I'm not American and I'm not gonna get into other IRL politics that don't concern games.
But suggest better ways for consumers to do this besides voting with our wallets, which we're already doing anyway, and I'm all ears.
And do you realize that unlike those change.org petitions that are as effective as beating your head against the wall, these petitions will have to be read and processed by those gov't reps and civil servants? There's been some actual thought into this. They're being processed by the European Commission, the Canadian House of Commons, the UK Petitions Committee, Australia's House of Representatives, etc.

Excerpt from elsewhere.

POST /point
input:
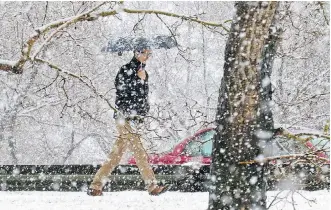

Look at the UK's track record between 2017-2019. 33,181 total petitions submitted, 8154 successfully published (24.6% of submitted), 456 with responses (5.6% of published), and 74 debated by gov't (16.2% from those with a gov't response). A 1.37% chance of getting the gov't to notice and respond is better than 0% spent telling people it's futile and expressing how jaded you are with how your democracy works.
If anyone has
any interest in making a difference, they should be signing to make their voices heard. If enough people sign, it goes from niche hobby interest to tangible public interest. It's not the end if this gets ignored either, the fight for offline games / DRM-free is a war that will last years. More support will be coming from the masses as all these online DRM games start shutting down.
Like the above post, if you've got other ideas besides voting with your wallet, I'm all ears.